= Periodic Bedrock Ridges =

Periodic Bedrock Ridges (PBRs) are features of the surface geomorphology of Mars and formerly unknown on Earth, first described in a paper in the Journal of Geological Research - Planets, in March 2012, by Professor David R. Montgomery, Joshua L. Bandfield, and Scott K. Becker of the University of Washington. Periodic Bedrock Ridges (PBRs) have also been identified at the ExoMars 2022 landing site, Oxia Planum, which show that the landing site experienced multiple climatic changes in the Amazonian.

Evidence for sediment transport and erosion by wind is widespread over the surface of Mars today and was likely a major geomorphic process for much of its geological past. Although Martian surface features resembling aeolian dunes and ripples have been recognized since the Mariner and Viking missions, such features have been interpreted previously as active, indurated, or exhumed sedimentary forms.

The authors reported evidence based on High Resolution Imaging Science Experiment images flown on the Mars Reconnaissance Orbiter, that show some megaripple forms are eroded into cohesive substrate rather than being composed of loose granular material or fossilized dunes. Exposure of stratigraphic continuity within layered, cohesive material extending crest to trough through features with mean wavelengths of 18 m to 51 m demonstrates the primarily erosional formation of what they termed periodic bedrock ridges (PBRs). Thus, some surfaces on Mars previously considered to be covered by wind-deposited material are actually wind-carved exposures that offer insights into Martian history.

PBRs lack the distinctive streamlining associated with wind-parallel yardangs, and comparison of PBR orientation to yardangs, megayardangs, and active sedimentary dunes in the same vicinity confirm that these PBRs formed transverse (across, or 90 degrees) to prevailing winds. Observed wavelengths of PBRs are comparable to those predicted by a simple model for erosional wavelengths of periodic transverse bed forms owing to the spacing of flow separations within the flow. Recognition of these transverse aeolian erosional forms brings up the question of how widespread Martian PBRs are and how many have been misinterpreted as active or indurated (fossilized) sedimentary dunes.

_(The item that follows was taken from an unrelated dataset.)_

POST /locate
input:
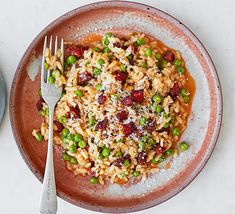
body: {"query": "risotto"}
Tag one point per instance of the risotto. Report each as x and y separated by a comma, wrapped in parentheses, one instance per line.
(124, 107)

PBRs are not known on Earth. Montgomery has said that there could be landforms on Earth that are somewhat similar to PBRs, but to date there's nothing exactly like it, largely because there are not many bedrock landscapes on Earth in which wind is the main erosion agent. "There are very few places ... where you have bedrock exposed at the surface where there isn't also water that is carving valleys, that's shaping the topography. Mars is a different planet, obviously, and the biggest difference is the lack of fluvial action, the lack of water working on the surface."